= Child sex dolls =

A child sex doll is an anatomically correct, life-size sex doll that resembles a pubescent or prepubescent child.

== Production and trade ==

Child sex dolls are usually manufactured in China, Hong Kong and Japan. A number of them were made by Japanese company Trottla.

== Ethical aspects ==
Empirical scientific evidence for the claims that child sex doll ownership is directly or inversely related to sexual offending is scarce and neither claim has been sufficiently supported. A 2023 qualitative study reported that child sex doll ownership was inversely related to sexual behaviors including pornography consumption and sex worker seeking.

Royal Ottawa Mental Health Centre's Michael Seto said that he hopes "that people can get past their emotional reactions to the idea of child sex dolls or fictional child pornography, in the hope that we might find an option that helps people with pedophilia and makes children safer." Georgia Tech researcher and roboethicist Ronald Arkin and Specialist Treatment Organization for the Prevention of Sexual Offending (StopSO) chair Juliet Grayson have compared the use of child sex dolls to prevent child sexual abuse to the therapeutic use of methadone. In a 2017 paper Université Libre de Bruxelles philosopher Marc Behrendt said that child-like sex robots could be used as an alternative means of therapy.

Sex offender risk assessment researcher Wineke Smid stated that "there is no evidence" that child sex dolls are correlated to child sex crimes, and that "it is unlikely there will ever be." Toronto-based psychologist James Cantor stated in 2021, regarding laws that ban child sex dolls, that "there is no evidence to suggest that this is a progressive kind of disease or behavior where people go on from imagination to reality."

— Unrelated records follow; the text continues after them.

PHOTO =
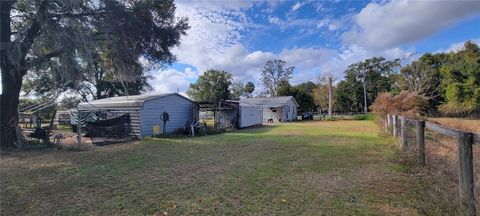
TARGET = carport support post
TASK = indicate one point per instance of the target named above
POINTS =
(421, 141)
(385, 124)
(403, 133)
(465, 172)
(79, 129)
(395, 126)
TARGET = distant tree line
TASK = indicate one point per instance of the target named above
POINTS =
(449, 81)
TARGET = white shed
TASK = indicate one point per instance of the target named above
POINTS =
(276, 109)
(146, 111)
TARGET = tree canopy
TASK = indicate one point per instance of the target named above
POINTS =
(274, 74)
(303, 98)
(62, 37)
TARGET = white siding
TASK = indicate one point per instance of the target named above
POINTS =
(250, 116)
(179, 109)
(289, 111)
(269, 114)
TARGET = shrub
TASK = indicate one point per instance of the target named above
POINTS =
(405, 103)
(362, 117)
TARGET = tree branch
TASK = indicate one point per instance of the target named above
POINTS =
(43, 58)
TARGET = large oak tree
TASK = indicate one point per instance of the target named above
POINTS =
(60, 36)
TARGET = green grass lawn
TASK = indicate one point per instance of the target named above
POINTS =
(305, 168)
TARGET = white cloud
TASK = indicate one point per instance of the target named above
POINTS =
(457, 46)
(171, 80)
(297, 6)
(274, 20)
(393, 23)
(213, 42)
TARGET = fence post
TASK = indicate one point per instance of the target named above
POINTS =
(465, 172)
(388, 120)
(403, 133)
(79, 129)
(395, 126)
(421, 141)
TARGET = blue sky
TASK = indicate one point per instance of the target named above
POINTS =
(317, 37)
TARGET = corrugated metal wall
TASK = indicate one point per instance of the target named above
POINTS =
(179, 109)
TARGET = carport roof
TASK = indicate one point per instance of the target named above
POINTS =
(124, 101)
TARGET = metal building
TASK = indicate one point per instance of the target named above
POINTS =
(235, 114)
(276, 109)
(147, 111)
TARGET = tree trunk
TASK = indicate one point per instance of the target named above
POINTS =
(13, 68)
(10, 87)
(330, 97)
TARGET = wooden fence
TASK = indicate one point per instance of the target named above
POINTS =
(465, 142)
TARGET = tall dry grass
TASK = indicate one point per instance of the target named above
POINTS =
(406, 103)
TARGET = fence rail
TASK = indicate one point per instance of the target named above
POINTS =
(465, 142)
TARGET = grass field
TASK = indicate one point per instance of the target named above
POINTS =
(465, 124)
(305, 168)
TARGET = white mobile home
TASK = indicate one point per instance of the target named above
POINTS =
(277, 109)
(146, 111)
(233, 114)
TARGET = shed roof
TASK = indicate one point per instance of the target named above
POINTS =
(124, 101)
(270, 101)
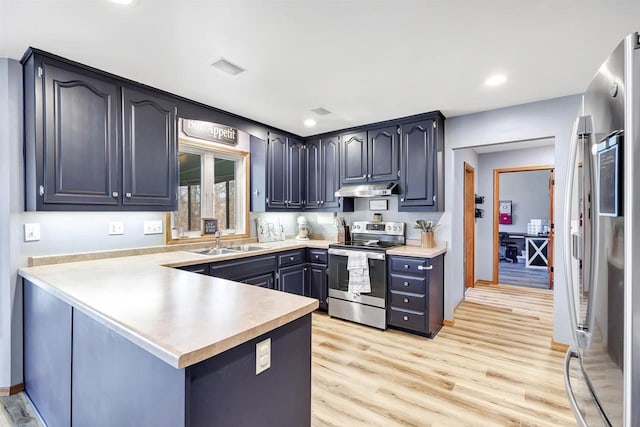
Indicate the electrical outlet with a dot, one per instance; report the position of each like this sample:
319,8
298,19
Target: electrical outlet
32,232
116,228
153,227
263,355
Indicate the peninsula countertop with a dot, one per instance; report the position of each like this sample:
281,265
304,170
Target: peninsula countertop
179,316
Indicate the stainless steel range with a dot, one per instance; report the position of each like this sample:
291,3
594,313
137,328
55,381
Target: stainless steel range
373,238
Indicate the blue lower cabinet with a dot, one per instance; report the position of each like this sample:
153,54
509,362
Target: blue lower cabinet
416,294
292,279
79,372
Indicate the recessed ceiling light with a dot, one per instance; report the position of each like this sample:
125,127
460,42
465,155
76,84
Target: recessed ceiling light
228,67
321,111
496,80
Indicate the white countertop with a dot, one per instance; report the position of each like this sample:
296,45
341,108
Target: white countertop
179,316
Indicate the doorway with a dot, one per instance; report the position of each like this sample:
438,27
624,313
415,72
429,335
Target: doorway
523,226
469,226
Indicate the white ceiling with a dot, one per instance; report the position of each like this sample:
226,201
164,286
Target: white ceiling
364,60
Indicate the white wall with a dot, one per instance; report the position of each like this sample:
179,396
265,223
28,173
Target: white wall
540,156
529,195
545,119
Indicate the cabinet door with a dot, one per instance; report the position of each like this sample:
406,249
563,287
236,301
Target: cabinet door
263,280
258,152
330,172
291,279
150,150
313,196
354,158
383,150
418,165
295,172
317,279
80,142
278,179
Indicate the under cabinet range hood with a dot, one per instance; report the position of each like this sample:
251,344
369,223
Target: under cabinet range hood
367,190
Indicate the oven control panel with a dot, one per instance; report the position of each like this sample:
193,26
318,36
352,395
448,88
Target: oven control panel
378,227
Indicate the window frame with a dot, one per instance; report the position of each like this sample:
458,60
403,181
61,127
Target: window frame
198,146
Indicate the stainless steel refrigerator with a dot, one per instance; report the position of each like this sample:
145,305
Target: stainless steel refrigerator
602,248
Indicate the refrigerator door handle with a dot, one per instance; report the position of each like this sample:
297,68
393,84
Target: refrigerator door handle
573,149
569,389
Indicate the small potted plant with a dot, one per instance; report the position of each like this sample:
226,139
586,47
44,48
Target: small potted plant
426,232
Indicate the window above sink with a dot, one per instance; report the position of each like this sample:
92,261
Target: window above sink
213,183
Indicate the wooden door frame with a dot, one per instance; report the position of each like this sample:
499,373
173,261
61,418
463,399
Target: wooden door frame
469,238
496,208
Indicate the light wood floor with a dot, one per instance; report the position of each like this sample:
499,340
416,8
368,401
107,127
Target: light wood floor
493,367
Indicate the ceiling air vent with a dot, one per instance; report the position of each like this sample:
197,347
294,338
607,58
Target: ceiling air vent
321,111
228,67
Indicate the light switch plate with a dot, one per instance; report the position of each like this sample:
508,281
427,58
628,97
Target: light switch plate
153,227
263,355
32,232
116,228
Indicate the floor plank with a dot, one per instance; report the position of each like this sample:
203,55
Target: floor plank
495,366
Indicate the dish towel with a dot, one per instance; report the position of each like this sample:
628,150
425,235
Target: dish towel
358,268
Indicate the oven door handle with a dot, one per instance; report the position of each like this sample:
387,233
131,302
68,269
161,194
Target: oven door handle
344,252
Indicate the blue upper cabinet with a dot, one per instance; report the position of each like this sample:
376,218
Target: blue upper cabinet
149,147
383,151
354,158
295,172
95,142
323,175
314,174
370,156
285,165
421,166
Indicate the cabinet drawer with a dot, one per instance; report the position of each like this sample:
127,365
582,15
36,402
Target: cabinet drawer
291,258
407,301
317,256
410,265
408,319
416,285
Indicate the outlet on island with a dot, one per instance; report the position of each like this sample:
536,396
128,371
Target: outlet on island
153,227
116,228
263,355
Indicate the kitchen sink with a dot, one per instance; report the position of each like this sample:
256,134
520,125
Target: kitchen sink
214,251
246,248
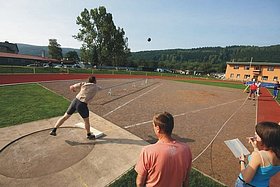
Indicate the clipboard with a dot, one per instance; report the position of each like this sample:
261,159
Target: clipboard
236,147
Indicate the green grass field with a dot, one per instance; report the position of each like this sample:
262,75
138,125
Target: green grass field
29,102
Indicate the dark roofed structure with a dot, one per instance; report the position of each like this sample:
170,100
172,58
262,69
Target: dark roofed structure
23,60
7,47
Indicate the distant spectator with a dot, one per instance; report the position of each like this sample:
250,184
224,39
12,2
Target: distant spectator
264,162
258,87
167,162
276,90
253,90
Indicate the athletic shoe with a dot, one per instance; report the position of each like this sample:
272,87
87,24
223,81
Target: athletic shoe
91,137
53,133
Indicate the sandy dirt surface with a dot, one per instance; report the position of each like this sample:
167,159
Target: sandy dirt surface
200,113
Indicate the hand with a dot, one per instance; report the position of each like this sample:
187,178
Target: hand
253,141
242,157
72,88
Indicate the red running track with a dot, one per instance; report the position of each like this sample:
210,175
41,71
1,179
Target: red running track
27,78
268,108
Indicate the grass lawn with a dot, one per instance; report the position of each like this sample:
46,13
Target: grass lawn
219,84
196,179
29,102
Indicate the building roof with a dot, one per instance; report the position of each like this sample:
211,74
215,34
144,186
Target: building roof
254,63
11,46
30,57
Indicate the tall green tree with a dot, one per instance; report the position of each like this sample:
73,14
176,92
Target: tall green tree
103,43
55,50
72,56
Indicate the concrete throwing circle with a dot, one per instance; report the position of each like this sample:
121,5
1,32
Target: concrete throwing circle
39,153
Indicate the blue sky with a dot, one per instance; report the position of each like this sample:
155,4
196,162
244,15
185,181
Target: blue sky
169,23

Some researchers have studies child sex dolls through the lenses of legal moralism, postulating that the perceived morality of such objects are a valid basis for their criminalization, irrespectively of any objective harm that they might cause. The ownership of child sex dolls has also been argued as a factor of symbolic harm. The legal moralistic stance is not without its critics, such as Ole Martin Moen, a philosopher at the University of Oslo, who unconditionally argues that while all forms of adult-minor sex (except perhaps when the adult and minor are very close in age to each other) are immoral and should thus remain criminalized and illegal, it should not be viewed as immoral (or ideally illegal, with the law needing to be changed in regards to this in his own opinion) for people who are attracted to minors to seek sexual pleasure and satisfaction through outlets that don't involve any real, actual, living children, such as child sex dolls and robots.